On an afternoon in the summer of Susanna’s first year, Agnes notices a new smell in the house.
She is spooning meal into the waiting mouth of Susanna, saying, Here’s one for you, here’s another, the spoon going in laden with meal and coming out streaked and shining. Susanna is seated at the corner of the table on a chair piled high with cushions. Agnes has fastened her in place on this throne with a knotted shawl. The child is rapt, miniature hands scrolled into themselves, like the shells of snails, eyes fixed on the spoon as it travels from bowl to mouth and back again.
‘Dat,’ shouts Susanna, her mouth pitted with four blue-white teeth, in a row, on her lower gum.
Agnes repeats the sound back to her. She finds herself frequently unable to look away from her child, to remove her gaze from her daughter’s face. Why would she ever want to behold anything else, when she could be taking in the sight of Susanna’s ears, like the pale folds of roses, the winglike sweep of her tiny eyebrows, the dark hair, which clings to her crown as if painted there with a brush? There is nothing more exquisite to her than her child: the world could not possibly contain a more perfect being, anywhere, ever.

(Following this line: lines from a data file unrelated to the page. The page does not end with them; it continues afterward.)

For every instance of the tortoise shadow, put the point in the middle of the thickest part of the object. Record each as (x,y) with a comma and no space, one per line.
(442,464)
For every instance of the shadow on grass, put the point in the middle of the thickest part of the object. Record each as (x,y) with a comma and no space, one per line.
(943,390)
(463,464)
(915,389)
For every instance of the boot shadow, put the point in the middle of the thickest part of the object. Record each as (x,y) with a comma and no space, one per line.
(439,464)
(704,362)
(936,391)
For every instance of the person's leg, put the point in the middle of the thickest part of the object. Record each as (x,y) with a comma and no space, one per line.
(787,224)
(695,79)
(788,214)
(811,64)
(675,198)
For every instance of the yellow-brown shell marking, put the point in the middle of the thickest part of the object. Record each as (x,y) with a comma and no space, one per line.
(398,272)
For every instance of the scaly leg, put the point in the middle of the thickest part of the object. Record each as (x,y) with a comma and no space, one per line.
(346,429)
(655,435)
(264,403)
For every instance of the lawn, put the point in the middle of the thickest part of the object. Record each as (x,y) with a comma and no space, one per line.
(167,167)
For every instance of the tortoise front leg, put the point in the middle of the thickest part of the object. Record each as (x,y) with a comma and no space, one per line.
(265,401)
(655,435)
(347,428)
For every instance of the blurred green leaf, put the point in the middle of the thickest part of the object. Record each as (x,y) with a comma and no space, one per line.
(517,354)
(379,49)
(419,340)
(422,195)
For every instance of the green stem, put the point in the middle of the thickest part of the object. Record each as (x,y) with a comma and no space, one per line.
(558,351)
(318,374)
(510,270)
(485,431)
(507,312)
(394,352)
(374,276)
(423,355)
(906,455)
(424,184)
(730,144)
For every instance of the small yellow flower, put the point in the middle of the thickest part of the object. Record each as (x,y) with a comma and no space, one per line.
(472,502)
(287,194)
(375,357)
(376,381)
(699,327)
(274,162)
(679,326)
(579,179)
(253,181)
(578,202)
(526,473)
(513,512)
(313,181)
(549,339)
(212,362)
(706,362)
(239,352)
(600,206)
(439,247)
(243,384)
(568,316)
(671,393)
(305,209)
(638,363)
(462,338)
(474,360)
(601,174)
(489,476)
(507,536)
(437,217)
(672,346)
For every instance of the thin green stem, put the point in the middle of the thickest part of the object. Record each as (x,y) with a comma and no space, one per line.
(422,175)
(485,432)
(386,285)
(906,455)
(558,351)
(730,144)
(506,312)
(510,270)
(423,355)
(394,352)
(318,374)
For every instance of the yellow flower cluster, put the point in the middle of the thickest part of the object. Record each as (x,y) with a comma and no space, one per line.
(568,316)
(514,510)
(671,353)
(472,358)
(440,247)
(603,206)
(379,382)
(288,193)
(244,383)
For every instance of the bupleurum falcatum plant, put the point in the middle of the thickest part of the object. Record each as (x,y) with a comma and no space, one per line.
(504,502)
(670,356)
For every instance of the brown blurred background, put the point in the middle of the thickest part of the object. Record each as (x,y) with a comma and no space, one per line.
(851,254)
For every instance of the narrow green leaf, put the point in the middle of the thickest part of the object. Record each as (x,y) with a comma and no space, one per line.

‘Deet,’ Susanna exclaims, and, with a deft and determined lunge, grabs at the spoon, causing meal to be splattered to the table, to her front, to her face, to Agnes’s gown.
Agnes is finding a cloth, wiping the table, the chairs, Susanna’s disbelieving face, trying to quell the outraged roaring, when she raises her head and sniffs the air.
It is a damp, heavy, acrid scent, like food gone off or unaired linen. She has never smelt it before. If it had a colour, it would be greyish green.
Cloth still in hand, she turns to look at her daughter. Susanna is gripping the spoon, banging it rhythmically on the table, blinking with each impact, her lips pursed together, as if this percussion is an act that requires the fullest concentration.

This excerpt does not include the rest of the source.